# Samsung Home Theatre DIY repair advice



## Kizzaaah (May 25, 2013)

Hi,

I am hoping that someone here may be able to offer some advice or point me in the right direction...

I just recently bought a Samsung Home Theatre HT-TWZ 312 system, with 5 speakers surround sound, off a guy for $5. He told me that it works but it got some water damage. Told me that he was going to try fix it but the repair man told him it would cost $250 so he just went out and bought a new one. I have it all set-up, using the wireless for the rear speakers. It works for about 5-10 minutes, sounds great, but then the front 3 speakers die down, the rear speakers work fine still. I assume because they are not plugged directly into the receiver. I noticed that after about 5-10 minutes the fan stops working, that's when the speakers die down. I turned it off, waited for about a minute and then turned it back on and it comes up with "protect" and shuts off again. I then unplug it for a little while, plug it back in and go through the same process again. Looking around online I read that it does this because of over heating or some kind of malfunction.

I unplugged it all, pulled the cover off and had a look, but I am newish to this, so I don't know exactly what everything inside does. Nothing looks broken, to me it all looks fine. I know this part can be dangerous, I simply wanted to observe, no touching. I plugged it back in, no speakers or anything attached, and it ran perfectly fine for 30 minutes then I shut it off. 

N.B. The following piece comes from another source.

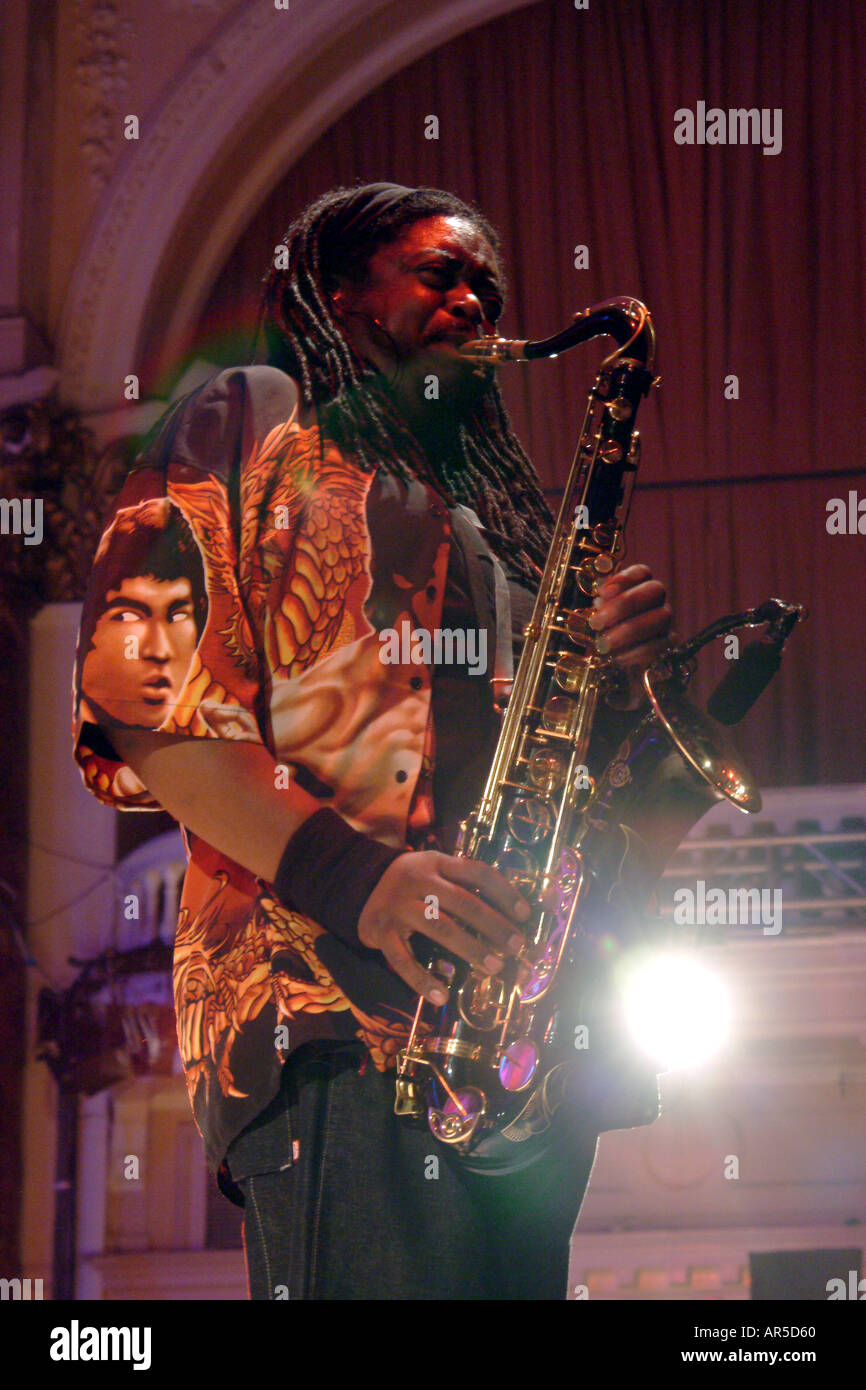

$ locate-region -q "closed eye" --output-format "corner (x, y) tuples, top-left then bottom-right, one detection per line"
(419, 264), (503, 321)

Am I right in thinking that this may be an overheating issue? Do you think that this could possibly be an easy fix? Or is the repair guy right and could cost $250? One more question  Do you know of a website that could show me what everything inside does so I have a better understanding? 

If anyone could help or point me in the right direction I will really appreciate it.

Cheers!

Kiz


----------



## lcaillo (May 2, 2006)

You are likely correct about something overheating. I'd be looking for that with an infrared meter and using freeze spray to cool to verify.

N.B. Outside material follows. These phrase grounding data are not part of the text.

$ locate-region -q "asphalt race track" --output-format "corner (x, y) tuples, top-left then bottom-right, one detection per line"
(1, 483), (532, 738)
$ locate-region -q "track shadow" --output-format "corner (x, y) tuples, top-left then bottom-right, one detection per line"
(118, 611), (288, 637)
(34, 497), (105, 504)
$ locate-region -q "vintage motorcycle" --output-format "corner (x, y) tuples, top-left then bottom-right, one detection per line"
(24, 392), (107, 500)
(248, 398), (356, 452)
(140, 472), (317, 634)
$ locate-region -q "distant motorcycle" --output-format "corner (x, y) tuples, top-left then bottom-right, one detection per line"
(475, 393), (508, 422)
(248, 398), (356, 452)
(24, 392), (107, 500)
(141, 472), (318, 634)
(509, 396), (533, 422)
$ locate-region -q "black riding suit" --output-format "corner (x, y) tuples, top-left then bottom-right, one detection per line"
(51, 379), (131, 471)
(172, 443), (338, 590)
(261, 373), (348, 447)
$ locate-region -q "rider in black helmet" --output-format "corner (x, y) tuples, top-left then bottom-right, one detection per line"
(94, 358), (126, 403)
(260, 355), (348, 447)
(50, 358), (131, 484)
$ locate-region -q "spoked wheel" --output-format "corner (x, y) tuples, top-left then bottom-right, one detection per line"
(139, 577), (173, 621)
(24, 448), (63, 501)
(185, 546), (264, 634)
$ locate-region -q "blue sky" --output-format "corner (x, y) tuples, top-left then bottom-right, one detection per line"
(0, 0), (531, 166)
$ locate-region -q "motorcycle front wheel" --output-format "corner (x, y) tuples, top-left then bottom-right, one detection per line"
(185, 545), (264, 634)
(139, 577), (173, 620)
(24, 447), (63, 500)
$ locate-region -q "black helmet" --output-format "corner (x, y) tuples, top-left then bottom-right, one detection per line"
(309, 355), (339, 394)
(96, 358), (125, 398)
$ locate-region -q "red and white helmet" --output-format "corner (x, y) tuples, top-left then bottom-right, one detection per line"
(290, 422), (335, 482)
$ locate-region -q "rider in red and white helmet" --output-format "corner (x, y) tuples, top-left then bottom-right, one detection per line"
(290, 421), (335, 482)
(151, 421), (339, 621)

Most repairs are done at the board level these days, and few boards can be replaced for less than $250. The estimate you got was likely based on board level repair or a guess to get rid of you.


----------



## Kizzaaah (May 25, 2013)

Thanks Icaillo for the quick reply! I will definitely try with the infrared meter and freeze spray. I don't have the equipment myself, but I have a friend who would. 

Thanks for the insight about the boards aswell, I thought that might've been the case.


----------